Fuel supplies were depleted in recent weeks as an Arctic blast in the U.S. Northeast stoked heating demand in January. A two-month strike in Venezuela has also cut exports from a country which usually supplies 13 percent of U.S. crude and refined product imports.

U.S. refiners have cut back production as the lack of supply edges crude oil prices close to their highest level in two years, slashing profit margins on oil products. Government data indicate crude oil input into U.S. refineries has fallen 1.2 million barrels per day in the last three weeks.

New England supplies of distillate fuel, which include heating oil, were 39 percent below the five-year average as of Jan. 31, the EIA reported.

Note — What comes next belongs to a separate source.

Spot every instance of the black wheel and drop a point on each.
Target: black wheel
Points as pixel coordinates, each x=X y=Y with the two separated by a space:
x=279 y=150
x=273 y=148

In the mid-Atlantic region, which extends south from New York to Maryland and Delaware, distillate supplies are 17 percent below five-year averages.

The New England Fuel Institute, which represents more than 1,100 heating oil companies, said on Thursday it will ask the U.S. Department of Energy for a release of emergency reserves due to tight heating oil supplies.

"Whether you call it a crisis or a concern, whatever label you give it, prices are high and stocks are low," said EIA senior oil market analyst Doug MacIntyre.

Demand for distillate fuels has also risen as prices for alternatives such as natural gas creep higher. Utility companies buy heating oil and harder-to-produce jet kerosene to run power plants when natural gas prices become prohibitively expensive.